Destinés, en grande part, à la Fondation qui a déjà fait un extraordinaire travail de sauvegarde et de valorisation de l’œuvre du grand couturier. Une semaine avant le décès de Saint Laurent, Pierre Bergé se trouvait au musée des beaux-arts de Montréal pour la première rétrospective consacrée à celui qui donna plus que la liberté, le pouvoir, aux femmes. «Je ne sais si la haute couture est un art, livrait-il dans l’émotion du moment, mais ce que je sais, c’est qu’elle a eu besoin d’un artiste, et que cet artiste, ce fut Yves Saint Laurent.» Il sera toujours temps, après la vente, d’en décortiquer les résultats.
Parions ici qu’un tel ensemble transcendera le ressac du marché de l’art. Pas seulement parce qu’il fut composé par le créateur et l’entrepreneur que réunissait une grande histoire d’amour. Parce que son éclectisme se combine à un grand goût, équivalent à celui des honnêtes hommes de la Renaissance, et en même temps s’inscrit sans l’ombre d’une hésitation dans le XXe siècle.
Intuitions.
Des perles à n’en plus finir : un nu de Matisse appuyé sur un arbre, des plats émaillés de Limoges, des coupes de Hanovre, des plateaux d’Augsbourg, des ivoires tournés, une commode d’Eileen Gray, un tabouret de Legrain… Rien en ce sein ne paraît secondaire. Cette sensibilité est née d’intuitions, de découvertes, de hasards, et aussi de connivence, avec des artistes vivants comme Claude et François Xavier-Lalanne, dont les Empreintes - moulées sur le corps de modèles - furent même mises à contribution pour une des collections de la période pop du couturier. Avec des marchands, aussi, auxquels ils ont fait confiance et qui leur ont fait confiance, Marc Blondeau et, surtout, Alain Tarica pour l’art moderne, les talentueux Alexis et Nicolas Kugel, pour l’orfèvrerie et autres objets d’art anciens. Les périodes sont les plus précieuses des artistes concernés, les origines souvent prestigieuses. La sculpture africaniste de Brancusi des années 1910 a été acquise par Fernand Léger, qui l’aurait échangée contre un de ses tableaux. La Tauromachie de Toulouse-Lautrec a été dessinée pour la couverture d’un album des scènes bordelaises de Goya. Il Ritornante (le Revenant) de Chirico a été peint lors de son hospitalisation nerveuse. André Breton nous apprend que le peintre, alors encore authentique, eut ce rêve d’un retour du père mort en Napoléon III. Conseillé par Breton, Jacques Doucet l’acheta à l’exposition surréaliste de 1925, galerie Pierre.

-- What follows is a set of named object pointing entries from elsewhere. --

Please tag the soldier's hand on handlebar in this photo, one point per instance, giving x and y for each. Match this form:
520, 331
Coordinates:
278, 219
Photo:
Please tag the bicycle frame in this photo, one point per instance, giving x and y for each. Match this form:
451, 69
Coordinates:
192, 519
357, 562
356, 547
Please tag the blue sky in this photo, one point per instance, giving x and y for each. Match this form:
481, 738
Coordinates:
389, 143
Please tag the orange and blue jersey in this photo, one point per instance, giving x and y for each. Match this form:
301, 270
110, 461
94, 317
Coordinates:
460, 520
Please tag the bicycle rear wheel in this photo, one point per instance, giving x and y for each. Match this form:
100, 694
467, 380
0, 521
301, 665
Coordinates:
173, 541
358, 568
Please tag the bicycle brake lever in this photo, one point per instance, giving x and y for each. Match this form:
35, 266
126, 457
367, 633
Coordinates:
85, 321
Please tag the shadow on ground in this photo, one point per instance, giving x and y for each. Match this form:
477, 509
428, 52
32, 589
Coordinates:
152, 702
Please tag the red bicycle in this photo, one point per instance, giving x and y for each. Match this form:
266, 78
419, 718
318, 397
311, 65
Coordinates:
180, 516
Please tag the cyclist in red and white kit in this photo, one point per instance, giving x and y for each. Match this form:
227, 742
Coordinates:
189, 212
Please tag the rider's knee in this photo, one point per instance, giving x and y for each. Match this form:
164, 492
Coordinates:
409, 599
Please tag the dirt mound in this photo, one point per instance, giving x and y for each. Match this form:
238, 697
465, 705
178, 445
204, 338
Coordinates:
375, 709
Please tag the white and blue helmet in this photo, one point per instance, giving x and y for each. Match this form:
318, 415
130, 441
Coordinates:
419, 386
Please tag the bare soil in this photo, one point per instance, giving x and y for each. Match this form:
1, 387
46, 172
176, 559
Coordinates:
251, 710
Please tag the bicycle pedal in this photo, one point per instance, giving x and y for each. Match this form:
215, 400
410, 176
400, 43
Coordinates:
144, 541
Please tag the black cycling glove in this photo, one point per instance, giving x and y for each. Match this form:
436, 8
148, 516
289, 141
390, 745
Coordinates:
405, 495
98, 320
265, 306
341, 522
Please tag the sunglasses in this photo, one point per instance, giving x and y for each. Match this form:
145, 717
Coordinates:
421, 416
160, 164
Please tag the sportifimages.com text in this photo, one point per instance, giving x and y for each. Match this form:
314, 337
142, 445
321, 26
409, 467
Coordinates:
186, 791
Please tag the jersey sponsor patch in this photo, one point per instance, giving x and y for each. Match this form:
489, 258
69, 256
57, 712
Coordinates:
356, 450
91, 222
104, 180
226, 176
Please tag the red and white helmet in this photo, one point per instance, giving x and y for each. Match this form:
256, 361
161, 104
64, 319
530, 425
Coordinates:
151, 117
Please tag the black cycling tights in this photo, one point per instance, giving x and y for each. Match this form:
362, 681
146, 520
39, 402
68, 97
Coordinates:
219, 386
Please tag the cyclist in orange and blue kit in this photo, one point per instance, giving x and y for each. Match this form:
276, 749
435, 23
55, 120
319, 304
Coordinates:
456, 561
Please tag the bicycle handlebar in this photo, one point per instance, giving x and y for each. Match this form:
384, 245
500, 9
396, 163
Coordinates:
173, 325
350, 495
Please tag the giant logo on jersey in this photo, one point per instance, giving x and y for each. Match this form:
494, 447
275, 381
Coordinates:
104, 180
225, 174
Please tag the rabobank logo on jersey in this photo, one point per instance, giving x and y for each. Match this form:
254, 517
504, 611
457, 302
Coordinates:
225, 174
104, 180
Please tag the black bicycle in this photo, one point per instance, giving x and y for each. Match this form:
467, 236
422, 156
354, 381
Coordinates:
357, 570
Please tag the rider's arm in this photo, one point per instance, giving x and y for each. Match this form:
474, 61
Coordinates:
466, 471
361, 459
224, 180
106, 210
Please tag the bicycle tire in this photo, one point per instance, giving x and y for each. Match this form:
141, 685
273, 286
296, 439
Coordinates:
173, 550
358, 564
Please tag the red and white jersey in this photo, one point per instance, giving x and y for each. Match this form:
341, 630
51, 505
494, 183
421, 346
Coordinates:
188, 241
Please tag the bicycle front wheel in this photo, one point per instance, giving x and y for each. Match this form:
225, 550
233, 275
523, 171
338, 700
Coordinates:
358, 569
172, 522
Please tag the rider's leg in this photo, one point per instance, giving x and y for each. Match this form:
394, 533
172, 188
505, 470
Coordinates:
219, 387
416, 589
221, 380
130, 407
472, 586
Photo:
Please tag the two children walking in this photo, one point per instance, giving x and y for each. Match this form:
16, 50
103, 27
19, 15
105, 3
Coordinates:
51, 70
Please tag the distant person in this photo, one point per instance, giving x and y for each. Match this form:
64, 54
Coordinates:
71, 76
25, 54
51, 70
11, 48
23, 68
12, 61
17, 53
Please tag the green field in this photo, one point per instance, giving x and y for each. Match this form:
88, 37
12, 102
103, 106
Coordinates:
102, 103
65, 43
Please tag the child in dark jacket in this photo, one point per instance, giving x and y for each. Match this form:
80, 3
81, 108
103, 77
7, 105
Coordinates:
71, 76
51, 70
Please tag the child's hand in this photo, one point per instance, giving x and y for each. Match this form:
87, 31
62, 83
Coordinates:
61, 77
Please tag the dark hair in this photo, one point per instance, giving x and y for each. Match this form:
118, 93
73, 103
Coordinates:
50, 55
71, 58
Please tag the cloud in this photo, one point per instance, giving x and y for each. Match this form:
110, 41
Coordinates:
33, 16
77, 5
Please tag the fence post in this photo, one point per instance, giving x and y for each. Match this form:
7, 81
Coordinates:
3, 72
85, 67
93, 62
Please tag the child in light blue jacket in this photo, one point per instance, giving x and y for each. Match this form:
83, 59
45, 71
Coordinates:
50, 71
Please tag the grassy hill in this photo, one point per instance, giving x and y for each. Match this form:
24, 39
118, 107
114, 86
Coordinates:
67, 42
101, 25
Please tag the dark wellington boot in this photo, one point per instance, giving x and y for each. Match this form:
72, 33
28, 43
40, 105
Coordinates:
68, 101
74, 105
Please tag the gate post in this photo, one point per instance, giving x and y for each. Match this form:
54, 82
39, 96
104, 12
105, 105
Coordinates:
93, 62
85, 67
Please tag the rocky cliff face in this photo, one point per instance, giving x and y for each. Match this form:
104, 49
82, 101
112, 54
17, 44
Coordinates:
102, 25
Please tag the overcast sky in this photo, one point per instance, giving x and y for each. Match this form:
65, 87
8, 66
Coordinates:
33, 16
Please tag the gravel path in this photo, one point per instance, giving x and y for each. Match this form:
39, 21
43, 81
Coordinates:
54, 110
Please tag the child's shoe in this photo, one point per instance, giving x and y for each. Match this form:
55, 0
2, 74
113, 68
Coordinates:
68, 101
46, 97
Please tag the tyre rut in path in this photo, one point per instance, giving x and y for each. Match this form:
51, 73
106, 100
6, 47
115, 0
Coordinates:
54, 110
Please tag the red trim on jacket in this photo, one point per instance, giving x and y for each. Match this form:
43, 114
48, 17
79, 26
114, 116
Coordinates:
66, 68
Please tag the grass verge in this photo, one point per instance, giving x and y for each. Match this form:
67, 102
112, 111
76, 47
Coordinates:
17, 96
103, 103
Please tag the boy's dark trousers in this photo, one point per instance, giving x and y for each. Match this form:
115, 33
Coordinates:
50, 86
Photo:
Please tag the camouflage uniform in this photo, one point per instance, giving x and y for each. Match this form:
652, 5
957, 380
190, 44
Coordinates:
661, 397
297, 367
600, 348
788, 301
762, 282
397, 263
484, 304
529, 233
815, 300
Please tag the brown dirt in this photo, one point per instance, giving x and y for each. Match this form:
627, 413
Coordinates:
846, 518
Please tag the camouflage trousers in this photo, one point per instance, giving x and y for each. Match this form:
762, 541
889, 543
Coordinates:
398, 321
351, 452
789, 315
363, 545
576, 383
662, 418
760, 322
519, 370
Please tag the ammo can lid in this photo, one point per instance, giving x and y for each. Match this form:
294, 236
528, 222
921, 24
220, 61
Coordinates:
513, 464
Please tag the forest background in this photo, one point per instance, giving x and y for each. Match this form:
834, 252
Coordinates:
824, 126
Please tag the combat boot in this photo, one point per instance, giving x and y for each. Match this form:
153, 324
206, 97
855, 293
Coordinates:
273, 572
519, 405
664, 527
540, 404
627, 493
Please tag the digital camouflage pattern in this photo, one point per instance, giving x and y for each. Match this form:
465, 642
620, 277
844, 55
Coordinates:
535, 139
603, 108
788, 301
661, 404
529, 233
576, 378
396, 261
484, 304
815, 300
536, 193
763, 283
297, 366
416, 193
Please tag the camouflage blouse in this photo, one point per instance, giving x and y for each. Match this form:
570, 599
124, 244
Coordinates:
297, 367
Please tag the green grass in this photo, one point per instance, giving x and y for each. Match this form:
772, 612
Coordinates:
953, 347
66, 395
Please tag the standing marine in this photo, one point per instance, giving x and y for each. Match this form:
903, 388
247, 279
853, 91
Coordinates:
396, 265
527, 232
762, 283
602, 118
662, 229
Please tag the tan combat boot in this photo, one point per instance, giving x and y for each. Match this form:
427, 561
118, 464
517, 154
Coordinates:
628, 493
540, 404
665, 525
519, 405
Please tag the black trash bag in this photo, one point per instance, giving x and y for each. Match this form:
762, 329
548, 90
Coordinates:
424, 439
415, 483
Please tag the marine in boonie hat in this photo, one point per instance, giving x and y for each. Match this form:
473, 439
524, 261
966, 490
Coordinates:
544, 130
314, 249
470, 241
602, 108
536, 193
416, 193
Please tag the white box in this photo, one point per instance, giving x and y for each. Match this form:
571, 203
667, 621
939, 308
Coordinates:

A des périodes différentes du siècle, un parallèle nous vient entre Saint Laurent et ce grand couturier, collectionneur et mécène, qui l’avait précédé. De Mondrian, Pierre Bergé et Yves Saint Laurent ont réuni toutes les étapes de la création : un paysage, un découpage en rectangles de couleurs bornés de noir, puis le retrait de la couleur, avec cette bande de carmin sur le bord, qui reste, et nous rappelle le trait vif de Warhol sur l’œil injecté de Saint Laurent.
Périodes.
Les deux hommes ne vivaient plus ensemble rue de Babylone. On pourrait trouver le grand art, des peintres modernes ou des créateurs de l’art déco, dans la pénombre de laquelle l’un s’était enfermé. Un raffinement savant pour Frans Hals, les objets d’art de la Renaissance ou du XVIIe chez celui qui se livrait au grand jour aux conquêtes des affaires.
Ce n’est pas du tout l’avis de l’intéressé, pour lequel ces nuances correspondent en fait à des périodes successives, dans lesquelles ils ont toujours tout partagé : «Il n’y a pas une collection Bergé et une autre Saint Laurent, qui puissent être distinguées.» D’où cette décision de se séparer d’un tout indissociable. Ils ont aimé les objets de vertu, ce qui signifiait, dans le temps, avoir du souffle, du cœur, du courage. La maison de couture vendue, Yves éteint, Pierre Bergé n’a rien voulu retrancher d’une collection qui n’avait «plus de sens pour lui». Il ferme une vie.